Cold Disaster recovery for applications in Google Cloud

Get Cooking in Cloud

Priyanka Vergadia
Google Cloud - Community
5 min readNov 16, 2019

--

Introduction

“Get Cooking in Cloud” is a blog and video series to help enterprises and developers build business solutions on Google Cloud. In this second miniseries I am covering Disaster Recovery on Google Cloud. Disasters can be pretty hard to deal with when you have an online presence. In the next few blogs, we will elaborate on how to deal with disasters like earthquakes, power outages, floods, fires etc. If you are interested in the prior mini series covered, checkout this.

Here is the plan for the series.

  1. Disaster Recovery Overview
  2. Cold Disaster recovery on Google Cloud for on-premise applications
  3. Warm Disaster recovery on Google Cloud for on-premise applications
  4. Hot Disaster recovery on Google Cloud for on-premise applications
  5. Cold Disaster recovery for applications in Google Cloud (This article)
  6. Warm Disaster recovery for applications in Google Cloud
  7. Hot Disaster recovery for applications in Google Cloud
  8. Disaster recovery on Google Cloud for Data: Part 1
  9. Disaster recovery on Google Cloud for Data: Part 2

In this article, you will learn to set up a Cold DR pattern for your applications that are deployed in Google Cloud. So, read on!

What you’ll learn

  • Cold DR pattern for Google Cloud applications, with an example.
  • Steps to be taken before a disaster hits.
  • Steps to be taken during a disaster.
  • How does default High Availability (HA) works.
  • Steps to be taken after a disaster.

Prerequisites

  • Basic concepts and constructs of Google Cloud so you can recognize the names of the products.
  • Read the overview article for DR related definitions.

Check out the video

Cold DR pattern for application deployed on Google Cloud

Let’s learn Cold DR pattern with an example

Mane-street-Art has migrated to Google Cloud but they still need a DR plan. They would like to set up cold DR pattern with one recoverable application server. Based on your architecture, just one recoverable server may or may not work, but consider this as an example.

In any DR pattern you need to understand what steps need to be taken before a disaster hits, what happens when a disaster hits and what needs to happen after the disaster has passed.

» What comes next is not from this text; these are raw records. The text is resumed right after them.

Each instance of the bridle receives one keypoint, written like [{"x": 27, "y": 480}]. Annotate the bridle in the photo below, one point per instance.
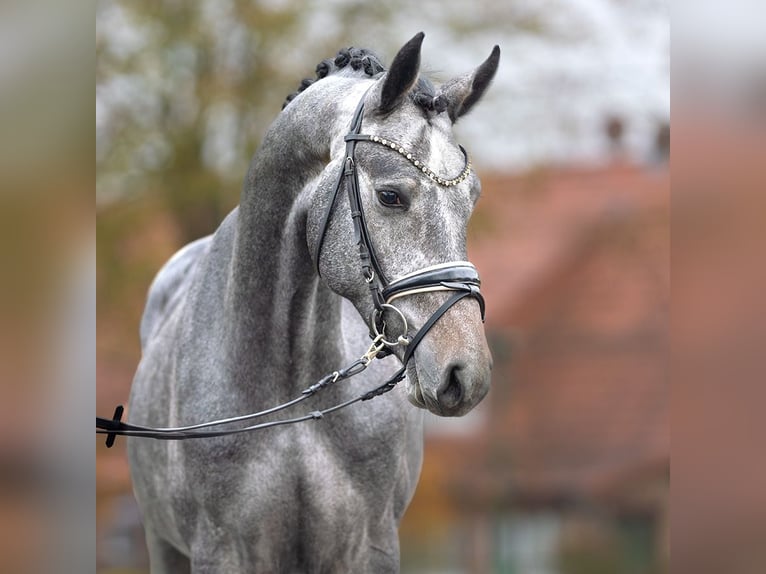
[{"x": 458, "y": 277}]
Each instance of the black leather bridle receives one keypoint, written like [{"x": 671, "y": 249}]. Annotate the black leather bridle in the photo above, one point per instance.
[{"x": 458, "y": 277}]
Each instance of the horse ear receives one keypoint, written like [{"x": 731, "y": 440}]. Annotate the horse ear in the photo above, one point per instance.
[
  {"x": 463, "y": 92},
  {"x": 402, "y": 74}
]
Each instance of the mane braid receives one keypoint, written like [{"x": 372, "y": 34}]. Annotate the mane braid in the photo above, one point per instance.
[{"x": 369, "y": 65}]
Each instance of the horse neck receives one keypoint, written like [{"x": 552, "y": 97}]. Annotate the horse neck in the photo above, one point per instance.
[{"x": 283, "y": 313}]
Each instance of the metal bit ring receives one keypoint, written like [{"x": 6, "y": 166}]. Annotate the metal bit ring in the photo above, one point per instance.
[{"x": 377, "y": 314}]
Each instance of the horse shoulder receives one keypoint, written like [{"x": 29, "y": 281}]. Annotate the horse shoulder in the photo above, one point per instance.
[{"x": 169, "y": 284}]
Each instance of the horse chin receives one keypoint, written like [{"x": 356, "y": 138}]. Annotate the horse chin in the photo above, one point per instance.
[{"x": 414, "y": 391}]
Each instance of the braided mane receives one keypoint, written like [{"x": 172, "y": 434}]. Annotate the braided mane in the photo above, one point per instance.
[{"x": 368, "y": 64}]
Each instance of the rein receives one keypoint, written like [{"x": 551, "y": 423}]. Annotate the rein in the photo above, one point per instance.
[{"x": 459, "y": 277}]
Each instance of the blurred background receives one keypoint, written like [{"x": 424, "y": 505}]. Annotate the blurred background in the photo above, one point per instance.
[{"x": 564, "y": 468}]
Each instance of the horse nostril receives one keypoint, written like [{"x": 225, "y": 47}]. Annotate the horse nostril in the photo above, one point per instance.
[{"x": 450, "y": 394}]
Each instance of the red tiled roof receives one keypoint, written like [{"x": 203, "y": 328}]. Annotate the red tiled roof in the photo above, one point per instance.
[{"x": 575, "y": 269}]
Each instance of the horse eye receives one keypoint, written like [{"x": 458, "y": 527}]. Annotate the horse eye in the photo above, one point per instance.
[{"x": 389, "y": 198}]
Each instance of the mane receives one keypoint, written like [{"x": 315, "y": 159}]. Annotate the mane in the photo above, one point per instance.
[{"x": 368, "y": 65}]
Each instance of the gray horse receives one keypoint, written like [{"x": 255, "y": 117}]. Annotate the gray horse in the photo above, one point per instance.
[{"x": 247, "y": 318}]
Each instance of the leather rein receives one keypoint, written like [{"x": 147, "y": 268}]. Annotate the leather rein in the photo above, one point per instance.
[{"x": 458, "y": 277}]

Cold DR Pattern — How does it work?

Steps to be taken before disaster hits:

  • Create a VPC network
  • Create a custom image that’s configured with the application service. As part of the image.
  • Make sure a persistent disk is attached for data being processed.
  • Create a snapshot from the attached persistent disk.
  • Configure a startup script to create a persistent disk from the latest snapshot and to mount the disk.
  • Then Create an instance template from the image we just created
  • Using this instance template, configure a regional managed instance group with a target size of one.
  • Make sure the health checks are configured at the Managed Instance Groups (MIGs)
  • Configure internal load balancing using the regional managed instance group
  • Configure a scheduled task to create regular snapshots of the persistent disk.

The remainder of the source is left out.